Breathing signal from No. 1 sensor located under the armpit: (a) normal breathing (18/min); (b) shallow breathing (17/min); (c) deep and slow breathing (10/min); (d) deep and slow breathing (9/min); (e) deep and slow breathing (8/min); and (f) shallow and fast breathing (24/min).
The signals obtained by the sensor (No. 8) located at left back (Figure 2(c)) are shown in Figure 10.

Breathing signal from No. 8 sensor located at left back: (a) deep breathing interval 1 s, (b) deep breathing interval 2 s, (c) deep breathing interval 3 s, and (d) deep breathing interval 4 s.
The signals obtained by the sensor (No. 29) located at right back (symmetric with No. 8); sensor (No. 43) located above the right chest; sensor (No. 54) located above the left chest (symmetric with No. 43); sensor (No. 46) located below the right chest; and sensor (No. 51) located at the abdomen (Figure 2(c)) are shown in Figure 11. These sensors together with the sensor No. 22 obtained the strongest signals among all the sensors used in experiments.

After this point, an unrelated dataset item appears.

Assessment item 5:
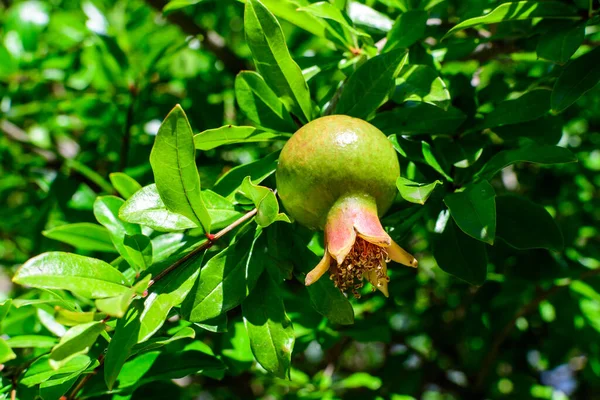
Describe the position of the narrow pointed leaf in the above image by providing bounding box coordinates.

Breathing signal from other sensors: (a) normal breathing (19/min) and (b) shallow and fast breathing (45/min) (breathing signal from No. 29 sensor located at right back (symmetric with No. 8)); (c) normal breathing (14/min), (d) slow breathing (10/min), (e) shallow and fast breathing (45/min), and (f) fast breathing (40/min) (breathing signal from No. 43 sensor located above the right chest); (g) shallow and fast breathing (45/min) and (h) fast breathing (40/min) (breathing signal from No. 54 sensor located above the left chest (symmetric with No. 43)); (i) fast breathing (45/min) (breathing signal from No. 46 sensor located below the right chest); and (j) breathing after running (21/min) (breathing signal from No. 51 sensor located at the abdomen).

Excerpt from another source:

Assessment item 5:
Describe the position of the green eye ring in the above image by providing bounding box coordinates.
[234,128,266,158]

By comparing the amplitudes of the signals obtained by above-mentioned sensors, it has been found that for normal breathing, sensors No. 1 and No. 22 obtained stronger signals than sensors No. 22 and No. 29 and, for deep breathing, sensor No. 22 obtained stronger signals than sensors No. 1 and No. 29. This suggests that left chest is a relatively optimal position for setting a sensor for monitoring breathing. However, Figure 11 shows that various breathing signals can be captured by the above-mentioned sensors and the signals of different types of breathings have remarkably different features. This indicates that any of the above sensors can be used to identify the types and characteristics of breathing, thus can be used to monitor breathing.
Conclusion
A novel flexible breathing signal sensor is designed to monitor health condition. The wearable and comfortable sensor can measure various kinds of breathings, such as normal breathing, slow breathing, fast breathing, and shallow breathing. Both the breathing amplitude and frequency can be obtained, and the results agree with the actual condition reasonably. This study provides a novel way of design and production of wearable health monitoring sensors.
Footnotes
Acknowledgements
The authors would like to extend thanks to the colleagues at the Advanced Fiber Materials Laboratory (AFML) and at the Flexible Electronics and Energy Lab (FEEL) at the University of British Columbia for their help and support. The authors would like to extend thanks to the Textile Engineering National Experimental Teaching Demonstration Center at Zhejiang Sci-Tech University.
Declaration of conflicting interests
The author(s) declared no potential conflicts of interest with respect to the research, authorship, and/or publication of this article.
Funding
The authors disclosed receipt of the following financial support for the research, authorship, and/or publication of this article: This work is supported by Science Foundation of Zhejiang Sci-Tech University (ZSTU) under Grant No. (14012003-Y); Key Disciplines of Zhejiang Province Universities under Grant No. (2014YBZX02); Priority No.1 Subjects of Zhejiang Province Universities Open Fund under Grant No. (2014KF03); and the Fundamental Research Funds of Zhejiang Sci-Tech University under Grant No. (2019Q027).